Additionally, BlackRock currently has approval from the Securities and Exchange Commission to list options on a Bitcoin ETF. This allows Bitcoin owners to start earning interest by selling call options to traders, turning their Bitcoin into a cash-flowing asset. New technologies are also making Bitcoin more productive. Projects like Babylon are currently working on introducing “staking” to Bitcoin. This is a feature that allows you to earn BTC by locking your BTC to other blockchain networks to ensure their safety.
This feature is already available for cryptocurrencies such as Ethereum, where stakers currently earn 3.2% per annum.
Where Bitcoin beats real estate
Not only does Bitcoin share the core properties of real estate that make it a great store of value, but its digital nature fundamentally improves on those aspects.
Real estate is landlocked by definition. Therefore, a particular piece of land is entirely subject to local regulations and tax laws, which can fundamentally impact the value of a particular land investment over time.
In contrast, Bitcoin is a fully fungible global asset. Efforts to heavily tax Bitcoin ownership are likely to drive wealthy overseas Bitcoin owners to regions that will most kindly treat them and their digital possessions.
Unlike real estate, Bitcoin is hyper-divisible down to a fraction of a cent.

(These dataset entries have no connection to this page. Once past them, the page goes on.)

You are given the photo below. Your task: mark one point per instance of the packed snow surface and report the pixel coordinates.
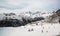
(35, 29)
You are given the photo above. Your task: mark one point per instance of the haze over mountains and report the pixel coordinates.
(14, 20)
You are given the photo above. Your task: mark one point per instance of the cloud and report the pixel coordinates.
(30, 5)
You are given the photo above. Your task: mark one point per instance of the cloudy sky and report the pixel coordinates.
(29, 5)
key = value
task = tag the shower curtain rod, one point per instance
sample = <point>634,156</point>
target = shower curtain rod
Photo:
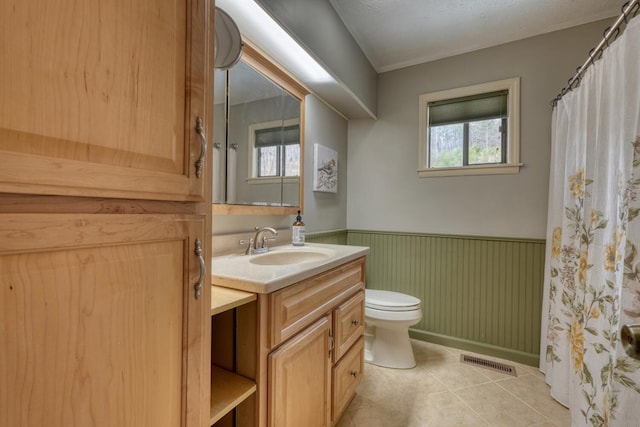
<point>629,8</point>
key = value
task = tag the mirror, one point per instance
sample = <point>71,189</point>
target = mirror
<point>258,136</point>
<point>227,41</point>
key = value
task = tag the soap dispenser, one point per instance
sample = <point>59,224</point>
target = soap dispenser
<point>297,235</point>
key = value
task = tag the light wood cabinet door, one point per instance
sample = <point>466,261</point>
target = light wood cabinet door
<point>300,379</point>
<point>99,324</point>
<point>101,98</point>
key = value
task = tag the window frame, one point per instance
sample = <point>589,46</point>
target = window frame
<point>253,177</point>
<point>512,165</point>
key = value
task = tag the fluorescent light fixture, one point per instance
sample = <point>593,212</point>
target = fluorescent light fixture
<point>257,26</point>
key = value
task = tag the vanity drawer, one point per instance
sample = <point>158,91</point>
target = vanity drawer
<point>293,308</point>
<point>346,375</point>
<point>348,324</point>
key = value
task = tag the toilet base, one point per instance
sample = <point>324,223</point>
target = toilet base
<point>389,348</point>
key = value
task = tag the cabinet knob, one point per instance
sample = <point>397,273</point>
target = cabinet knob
<point>203,146</point>
<point>203,269</point>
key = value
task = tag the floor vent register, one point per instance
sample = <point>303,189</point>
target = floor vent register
<point>488,364</point>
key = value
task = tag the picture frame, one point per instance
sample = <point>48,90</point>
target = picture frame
<point>325,169</point>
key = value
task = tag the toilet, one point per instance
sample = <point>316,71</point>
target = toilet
<point>388,316</point>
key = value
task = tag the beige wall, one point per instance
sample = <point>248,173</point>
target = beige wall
<point>384,190</point>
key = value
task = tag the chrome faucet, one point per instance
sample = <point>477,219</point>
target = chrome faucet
<point>258,244</point>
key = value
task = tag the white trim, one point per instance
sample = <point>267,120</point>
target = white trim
<point>513,129</point>
<point>273,180</point>
<point>501,169</point>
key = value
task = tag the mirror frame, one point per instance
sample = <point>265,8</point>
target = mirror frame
<point>251,56</point>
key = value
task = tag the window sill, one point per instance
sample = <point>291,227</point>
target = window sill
<point>274,180</point>
<point>511,168</point>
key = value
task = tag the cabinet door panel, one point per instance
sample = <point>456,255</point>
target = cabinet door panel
<point>95,101</point>
<point>348,325</point>
<point>99,332</point>
<point>299,379</point>
<point>347,374</point>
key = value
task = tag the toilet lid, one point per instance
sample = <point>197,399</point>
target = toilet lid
<point>390,301</point>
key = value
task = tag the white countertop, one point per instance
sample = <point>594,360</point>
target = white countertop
<point>238,272</point>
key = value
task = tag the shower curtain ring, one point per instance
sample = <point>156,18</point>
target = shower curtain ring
<point>624,12</point>
<point>605,36</point>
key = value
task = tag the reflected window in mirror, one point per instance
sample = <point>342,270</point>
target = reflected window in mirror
<point>259,129</point>
<point>275,149</point>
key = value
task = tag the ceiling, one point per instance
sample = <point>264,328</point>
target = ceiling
<point>399,33</point>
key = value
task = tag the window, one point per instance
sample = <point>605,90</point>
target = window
<point>470,131</point>
<point>275,149</point>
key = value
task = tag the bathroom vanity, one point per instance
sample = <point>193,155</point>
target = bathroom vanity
<point>288,350</point>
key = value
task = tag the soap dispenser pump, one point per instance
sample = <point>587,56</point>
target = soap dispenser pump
<point>297,229</point>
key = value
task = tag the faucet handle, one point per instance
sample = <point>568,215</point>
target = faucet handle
<point>266,239</point>
<point>249,244</point>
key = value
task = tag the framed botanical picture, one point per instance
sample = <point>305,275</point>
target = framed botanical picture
<point>325,169</point>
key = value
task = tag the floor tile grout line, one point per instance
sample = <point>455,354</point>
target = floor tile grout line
<point>471,408</point>
<point>525,403</point>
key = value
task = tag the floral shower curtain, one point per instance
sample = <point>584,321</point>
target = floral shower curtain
<point>592,273</point>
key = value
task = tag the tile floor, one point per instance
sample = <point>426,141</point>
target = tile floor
<point>440,391</point>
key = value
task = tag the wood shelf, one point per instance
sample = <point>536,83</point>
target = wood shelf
<point>228,390</point>
<point>223,299</point>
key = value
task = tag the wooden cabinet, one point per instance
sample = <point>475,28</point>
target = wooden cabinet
<point>105,225</point>
<point>102,98</point>
<point>315,329</point>
<point>300,378</point>
<point>301,346</point>
<point>100,321</point>
<point>228,389</point>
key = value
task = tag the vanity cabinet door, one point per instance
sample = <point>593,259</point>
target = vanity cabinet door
<point>99,324</point>
<point>348,324</point>
<point>300,379</point>
<point>101,98</point>
<point>347,374</point>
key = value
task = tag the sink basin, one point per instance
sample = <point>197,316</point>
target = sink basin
<point>288,257</point>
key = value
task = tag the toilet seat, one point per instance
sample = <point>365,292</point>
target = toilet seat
<point>390,301</point>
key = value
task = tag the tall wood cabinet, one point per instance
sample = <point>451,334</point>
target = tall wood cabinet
<point>105,218</point>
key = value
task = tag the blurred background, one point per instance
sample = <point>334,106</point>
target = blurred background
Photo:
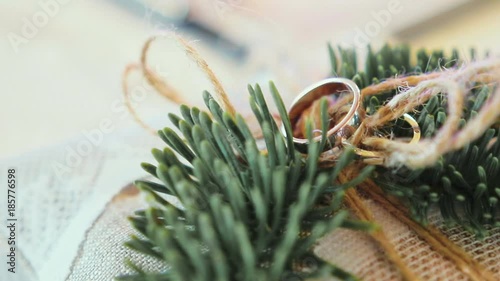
<point>62,60</point>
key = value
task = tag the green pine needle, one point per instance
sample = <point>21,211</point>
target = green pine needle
<point>245,215</point>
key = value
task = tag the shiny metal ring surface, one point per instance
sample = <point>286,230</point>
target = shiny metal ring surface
<point>326,87</point>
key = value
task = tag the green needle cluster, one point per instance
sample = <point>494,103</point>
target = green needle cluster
<point>464,184</point>
<point>246,214</point>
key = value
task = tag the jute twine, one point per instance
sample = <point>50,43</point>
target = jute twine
<point>455,84</point>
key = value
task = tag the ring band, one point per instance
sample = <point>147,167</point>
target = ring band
<point>326,87</point>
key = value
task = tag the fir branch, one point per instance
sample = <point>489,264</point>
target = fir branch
<point>464,184</point>
<point>245,215</point>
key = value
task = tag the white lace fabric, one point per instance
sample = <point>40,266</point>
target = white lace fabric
<point>74,228</point>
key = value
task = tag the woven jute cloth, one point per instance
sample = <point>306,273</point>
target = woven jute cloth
<point>73,227</point>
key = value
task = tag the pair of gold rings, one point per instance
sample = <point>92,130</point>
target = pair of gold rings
<point>335,88</point>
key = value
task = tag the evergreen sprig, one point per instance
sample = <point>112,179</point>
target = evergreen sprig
<point>246,214</point>
<point>464,184</point>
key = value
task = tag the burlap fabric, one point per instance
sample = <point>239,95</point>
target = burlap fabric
<point>73,228</point>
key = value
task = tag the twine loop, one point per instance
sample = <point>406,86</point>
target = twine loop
<point>454,84</point>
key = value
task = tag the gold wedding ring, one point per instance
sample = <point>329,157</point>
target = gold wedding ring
<point>326,87</point>
<point>338,86</point>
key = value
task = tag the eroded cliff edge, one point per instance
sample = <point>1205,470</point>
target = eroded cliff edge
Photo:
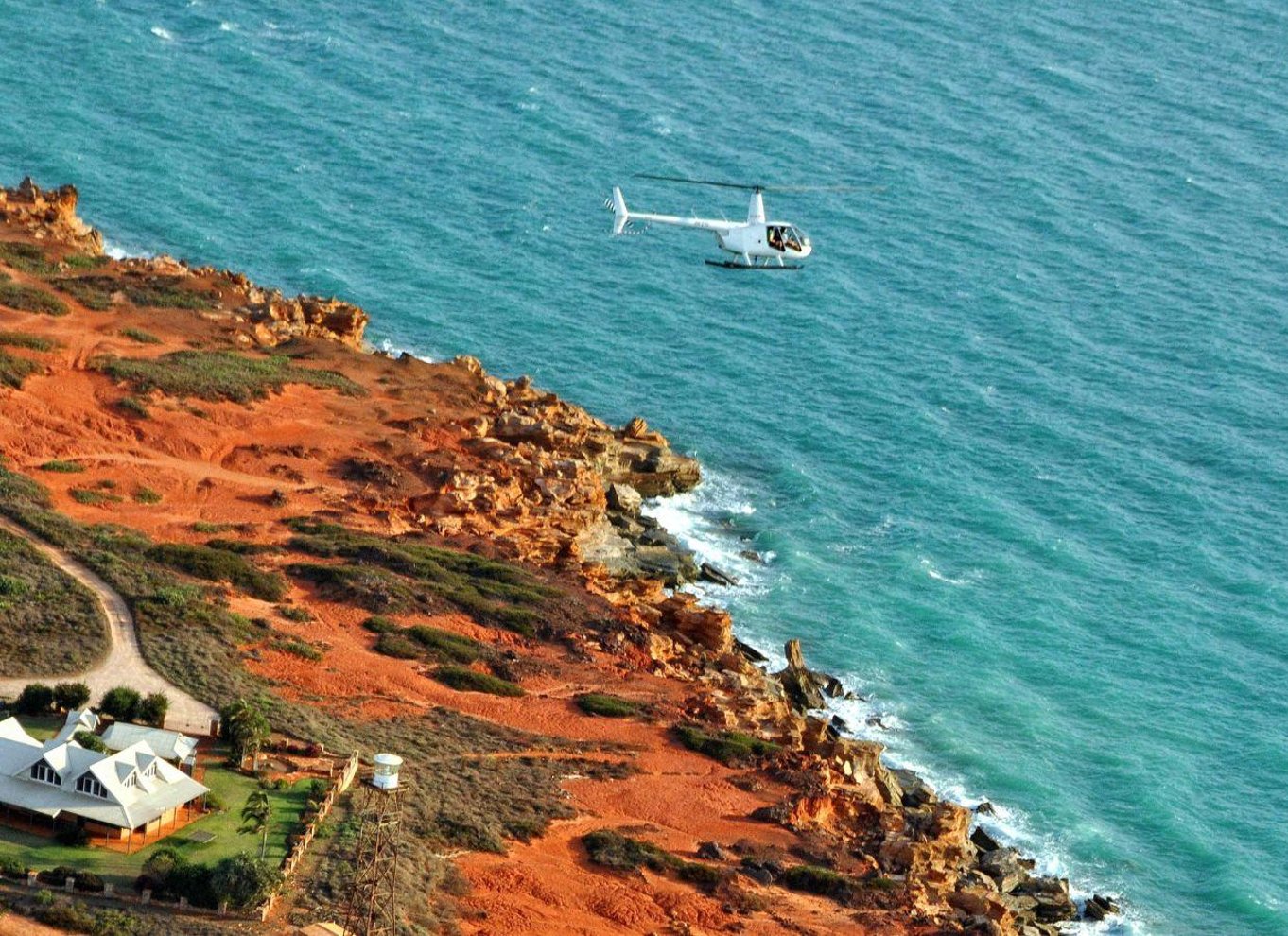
<point>264,417</point>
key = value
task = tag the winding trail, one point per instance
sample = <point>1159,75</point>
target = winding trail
<point>124,663</point>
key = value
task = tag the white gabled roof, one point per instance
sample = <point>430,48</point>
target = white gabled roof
<point>169,744</point>
<point>156,787</point>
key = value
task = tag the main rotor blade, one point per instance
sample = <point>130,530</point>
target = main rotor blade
<point>696,182</point>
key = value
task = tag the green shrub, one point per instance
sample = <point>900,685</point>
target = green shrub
<point>35,698</point>
<point>398,645</point>
<point>68,696</point>
<point>622,853</point>
<point>93,497</point>
<point>27,258</point>
<point>30,299</point>
<point>121,703</point>
<point>134,407</point>
<point>219,374</point>
<point>143,338</point>
<point>822,881</point>
<point>607,705</point>
<point>296,648</point>
<point>445,645</point>
<point>151,291</point>
<point>206,527</point>
<point>153,708</point>
<point>11,868</point>
<point>702,875</point>
<point>405,573</point>
<point>16,370</point>
<point>32,342</point>
<point>733,748</point>
<point>377,623</point>
<point>465,680</point>
<point>219,565</point>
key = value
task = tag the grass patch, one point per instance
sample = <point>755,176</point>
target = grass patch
<point>32,342</point>
<point>30,299</point>
<point>733,748</point>
<point>27,258</point>
<point>465,680</point>
<point>14,370</point>
<point>134,407</point>
<point>149,291</point>
<point>49,623</point>
<point>607,705</point>
<point>461,797</point>
<point>611,849</point>
<point>298,648</point>
<point>206,527</point>
<point>398,645</point>
<point>143,338</point>
<point>405,573</point>
<point>218,565</point>
<point>219,374</point>
<point>230,787</point>
<point>93,498</point>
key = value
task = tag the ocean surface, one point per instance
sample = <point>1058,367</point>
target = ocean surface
<point>1015,444</point>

This allows small buyers to acquire Bitcoin in small amounts and existing owners to cash out their Bitcoin piecemeal at their discretion.
However, there are barriers to entry in real estate. Young people in metropolitan areas have to take on large down payments and significant debt in order to own a home and enter the market.
Considering Bitcoin’s accessibility and excellent returns on land over the past decade, it’s no wonder this asset is especially popular among young people. A PolicyGenius survey conducted in early April showed that 20% of U.S. Gen Z respondents own cryptocurrencies, compared to just 5% of baby boomers. Compared to other investments, only 18% of Gen Z own stocks and 13% own real estate.
Digital currencies are now the primary financial instrument, rewriting life’s formula for financial success. For baby boomers, that meant going to college. For Gen Xers and early Millennials, that meant buying a home.
For today’s youth, that might be HODLing Bitcoin.